The Perennial Plant Association membership has selected Amsonisa hubrichtii as the 2011 Perennial Plant of the Year, said a University of Illinois Extension horticulture educator.

"Pronounced am-SO-nee-ah hew-BRIK-tee-eye, it has several common names," said Martha Smith. "Gardeners may be more familiar with Arkansas blue star, Arkansas amsonia, thread-leaf blue star, narrow leaf blue star, and Hubricht's blue star.

"This all-season perennial has blue star-shaped flowers in spring and light green foliage all summer. But wait – there is more! In fall the foliage turns an outstanding shade of golden-yellow."

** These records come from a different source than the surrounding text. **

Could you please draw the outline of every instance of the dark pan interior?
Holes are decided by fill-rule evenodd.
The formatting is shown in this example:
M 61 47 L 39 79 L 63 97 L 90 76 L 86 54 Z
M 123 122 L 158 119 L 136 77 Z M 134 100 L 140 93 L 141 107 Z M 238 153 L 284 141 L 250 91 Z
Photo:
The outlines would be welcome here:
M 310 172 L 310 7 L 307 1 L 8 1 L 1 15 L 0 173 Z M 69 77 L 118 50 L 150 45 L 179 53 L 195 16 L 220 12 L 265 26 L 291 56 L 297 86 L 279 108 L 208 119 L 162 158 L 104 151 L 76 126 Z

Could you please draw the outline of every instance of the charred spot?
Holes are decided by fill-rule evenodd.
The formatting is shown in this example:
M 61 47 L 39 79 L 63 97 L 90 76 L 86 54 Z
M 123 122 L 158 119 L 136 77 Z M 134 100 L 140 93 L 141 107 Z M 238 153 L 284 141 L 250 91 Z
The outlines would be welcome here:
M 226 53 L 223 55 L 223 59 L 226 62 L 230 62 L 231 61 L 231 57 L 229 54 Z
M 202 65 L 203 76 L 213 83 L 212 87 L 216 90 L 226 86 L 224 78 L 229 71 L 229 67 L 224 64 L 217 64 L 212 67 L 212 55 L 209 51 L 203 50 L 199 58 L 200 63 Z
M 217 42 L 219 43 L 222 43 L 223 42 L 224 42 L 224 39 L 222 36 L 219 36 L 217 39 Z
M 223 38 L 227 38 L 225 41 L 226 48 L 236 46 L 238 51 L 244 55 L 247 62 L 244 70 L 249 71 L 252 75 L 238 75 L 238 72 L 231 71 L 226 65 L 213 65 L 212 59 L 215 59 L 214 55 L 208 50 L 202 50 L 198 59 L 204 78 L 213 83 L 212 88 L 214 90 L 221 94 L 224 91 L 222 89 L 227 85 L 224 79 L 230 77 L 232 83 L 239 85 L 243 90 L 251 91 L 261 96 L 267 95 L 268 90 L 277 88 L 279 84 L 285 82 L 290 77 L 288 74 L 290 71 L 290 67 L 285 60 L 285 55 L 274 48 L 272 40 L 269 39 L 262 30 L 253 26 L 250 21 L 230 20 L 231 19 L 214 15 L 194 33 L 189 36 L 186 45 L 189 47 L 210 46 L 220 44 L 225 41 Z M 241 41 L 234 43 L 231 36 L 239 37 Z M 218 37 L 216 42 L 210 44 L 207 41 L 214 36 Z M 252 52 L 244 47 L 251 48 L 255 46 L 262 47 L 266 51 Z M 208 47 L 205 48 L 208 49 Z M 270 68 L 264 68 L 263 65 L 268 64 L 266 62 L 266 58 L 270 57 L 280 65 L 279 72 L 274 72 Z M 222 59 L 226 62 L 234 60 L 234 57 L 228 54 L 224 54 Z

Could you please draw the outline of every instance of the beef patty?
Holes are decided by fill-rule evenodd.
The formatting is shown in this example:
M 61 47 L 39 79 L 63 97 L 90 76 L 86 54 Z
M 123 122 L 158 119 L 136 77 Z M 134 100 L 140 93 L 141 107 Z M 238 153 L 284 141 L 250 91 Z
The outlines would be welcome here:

Amsonia is a North American native. The species was found in Arkansas in 1942 by Leslie Hubricht. The foliage is thin and strap–like often reaching three inches in length. From late spring to early summer, two- to three-inch wide clusters of small, light blue, star shaped flowers appear above the ferny foliage. This amsonia forms a three-foot-by-three-foot mound

"Arkansas blue star offers so much to our landscapes," she said. "The bright green, fine textured foliage in spring and summer contrast well with medium to large perennials or shrubs.

"It grows into a dense mass, very much like a small shrub. The soft, cool-blue flowers blend with any adjacent flower color. Although the light blue flowers are the inspiration for the common name, the autumn color is a major reason gardeners add this plant to their perennial borders. A definite "must-have" for any fall landscape."

Amsonia hubrichtii grows best in full sun and partial shade and in well-drained soil.

"If grown in too much shade you can expect the plant to flop open," said Smith. "Once established this plant can tolerate neglect. As a native it is very soil-adaptive and insects and diseases are rare.

"Another noteworthy aspect of this plant is the stems contain a milky sap which deer seem to stay away from. Arkansas blue star is hardy in USDA zones four to nine so it will do well throughout Illinois."

Arkansas blue star can be used in sunny borders, cottage plantings, native gardens, and in large container plantings.

"Contrast against purple foliage for a great summer look and an outstanding fall combination," she said. "This perennial workhorse provides three splendid seasons of ornamental features."